The list (‘X’,’Y’) must be explicit and cannot come from another table within the query (like a subquery or direct join). You can overcome this by exploiting two tasks of Logic Apps:
1. “Run query and visualize result” connecting it directly to the cluster
2. “Run control command and visualize results” connecting it to “https://ingest-[YourClusterName].[Region].kusto.windows.net”

 

Scenario
The example explained below will read a list of file names (stored in a FileDir column within a table ToDelete) and will purge data from table <TABLENAME> every 24h at 10pm, within <DATABASENAME> database.
Use these instructions to reproduce the LogicApps within the Azure Portal with the LogicApps source code provided at the end of the article.
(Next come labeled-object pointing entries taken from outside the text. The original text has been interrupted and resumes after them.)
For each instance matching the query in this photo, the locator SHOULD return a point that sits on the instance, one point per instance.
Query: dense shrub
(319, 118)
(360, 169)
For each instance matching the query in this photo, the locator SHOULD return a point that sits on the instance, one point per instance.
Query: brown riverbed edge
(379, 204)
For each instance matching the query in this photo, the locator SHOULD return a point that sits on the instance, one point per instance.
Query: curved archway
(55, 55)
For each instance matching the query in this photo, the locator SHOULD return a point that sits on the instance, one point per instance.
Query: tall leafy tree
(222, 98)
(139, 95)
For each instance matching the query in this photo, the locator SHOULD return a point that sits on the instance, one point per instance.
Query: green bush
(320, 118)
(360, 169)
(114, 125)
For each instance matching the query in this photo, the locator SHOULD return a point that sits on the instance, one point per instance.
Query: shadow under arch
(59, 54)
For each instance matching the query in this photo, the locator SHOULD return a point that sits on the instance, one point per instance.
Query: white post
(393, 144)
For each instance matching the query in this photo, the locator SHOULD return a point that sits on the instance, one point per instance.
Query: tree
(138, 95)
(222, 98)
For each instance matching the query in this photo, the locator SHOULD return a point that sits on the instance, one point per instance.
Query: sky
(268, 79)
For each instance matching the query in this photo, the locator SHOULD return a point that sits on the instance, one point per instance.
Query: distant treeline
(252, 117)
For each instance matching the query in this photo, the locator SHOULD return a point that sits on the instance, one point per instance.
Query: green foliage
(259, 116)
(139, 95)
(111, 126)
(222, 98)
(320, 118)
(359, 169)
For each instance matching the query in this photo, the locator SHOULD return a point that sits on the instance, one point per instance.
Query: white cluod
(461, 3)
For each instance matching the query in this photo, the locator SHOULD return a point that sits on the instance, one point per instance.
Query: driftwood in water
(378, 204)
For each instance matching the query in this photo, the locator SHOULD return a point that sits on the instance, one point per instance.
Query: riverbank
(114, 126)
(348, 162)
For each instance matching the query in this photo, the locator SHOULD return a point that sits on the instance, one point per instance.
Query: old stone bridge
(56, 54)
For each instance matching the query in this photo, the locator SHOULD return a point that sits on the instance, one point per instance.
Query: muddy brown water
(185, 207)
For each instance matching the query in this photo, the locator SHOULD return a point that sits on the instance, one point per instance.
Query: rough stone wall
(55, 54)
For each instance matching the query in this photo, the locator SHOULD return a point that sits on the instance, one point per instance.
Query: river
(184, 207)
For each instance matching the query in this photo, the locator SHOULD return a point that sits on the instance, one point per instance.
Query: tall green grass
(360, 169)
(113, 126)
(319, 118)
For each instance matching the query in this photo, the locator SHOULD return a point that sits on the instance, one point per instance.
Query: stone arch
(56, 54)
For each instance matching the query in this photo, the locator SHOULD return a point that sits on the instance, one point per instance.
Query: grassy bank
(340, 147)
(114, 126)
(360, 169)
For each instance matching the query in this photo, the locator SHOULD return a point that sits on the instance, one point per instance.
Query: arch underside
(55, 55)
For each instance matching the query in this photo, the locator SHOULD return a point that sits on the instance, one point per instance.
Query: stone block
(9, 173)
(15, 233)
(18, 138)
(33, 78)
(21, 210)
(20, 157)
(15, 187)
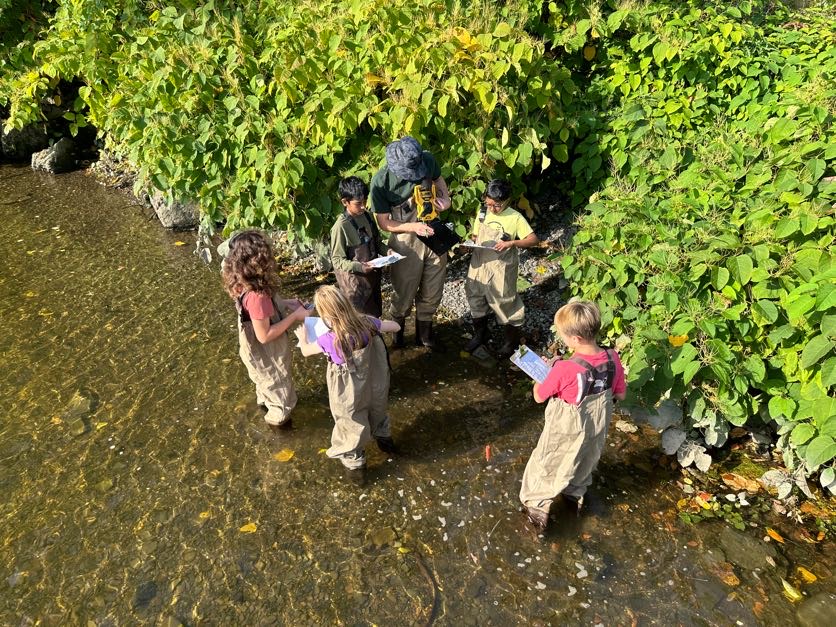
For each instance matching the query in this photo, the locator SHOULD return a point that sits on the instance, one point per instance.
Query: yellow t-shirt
(509, 221)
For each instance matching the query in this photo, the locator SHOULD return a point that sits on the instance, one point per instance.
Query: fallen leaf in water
(806, 575)
(790, 592)
(774, 535)
(739, 482)
(284, 455)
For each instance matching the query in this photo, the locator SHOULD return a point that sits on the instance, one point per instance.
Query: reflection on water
(140, 483)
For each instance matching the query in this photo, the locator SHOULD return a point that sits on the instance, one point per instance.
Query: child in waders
(357, 376)
(355, 240)
(250, 276)
(492, 276)
(580, 392)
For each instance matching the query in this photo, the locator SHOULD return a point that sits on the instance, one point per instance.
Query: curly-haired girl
(250, 276)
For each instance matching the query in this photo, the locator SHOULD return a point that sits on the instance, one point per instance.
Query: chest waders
(358, 395)
(363, 290)
(269, 366)
(418, 278)
(492, 285)
(572, 441)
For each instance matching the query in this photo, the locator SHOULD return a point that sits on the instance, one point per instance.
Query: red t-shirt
(566, 377)
(258, 305)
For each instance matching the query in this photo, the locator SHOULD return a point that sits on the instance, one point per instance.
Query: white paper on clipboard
(388, 260)
(530, 363)
(314, 328)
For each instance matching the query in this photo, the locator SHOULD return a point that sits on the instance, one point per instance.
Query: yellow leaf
(774, 535)
(790, 592)
(677, 340)
(284, 455)
(806, 575)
Adapt the names of tables, database, and connection strings as necessary.

 

The Logic App Designer View

Here how it will look like within the WebDesigner:

1.png
 

Tasks

  1. Trigger: in this case it’s scheduled with a 24 hours recurrence
  2. String Variable initialization: filled with an initial empty string <”>
  3. KQL query: used to retrieve the list of names of files to purge
  4. Filling the String Variable: insertion of the the list of file names within the local string variable
  5. Run purge command: setting and running the purge command inserting the variable in the predicate

Trigger

 
2.png
This step is needed for scheduling the LogicApps (it can be replaced with other task according to the business need)
 

Variable initialization

 

3.png

 
This step initializes the string variable with an empty string. Don’t leave it blank, as the empty string will be the first element of the list of names of files.
 

KQL Query and storing results within variable

 

4.png

 

Note: the “append KQL query result to local string variable” step is a FOR cycle because there is the need of reading all the names from the list: every name of the list needs to be surrounded with quotes and the entire liste has to be preceded by a comma to produce a final list of strings for the KQL purge predicate. The LogicApps array variable is not used because it would create an array defined within brackets “[” and “]”, and the KQL command requires defining a list with parenthesis as “(” and “)”.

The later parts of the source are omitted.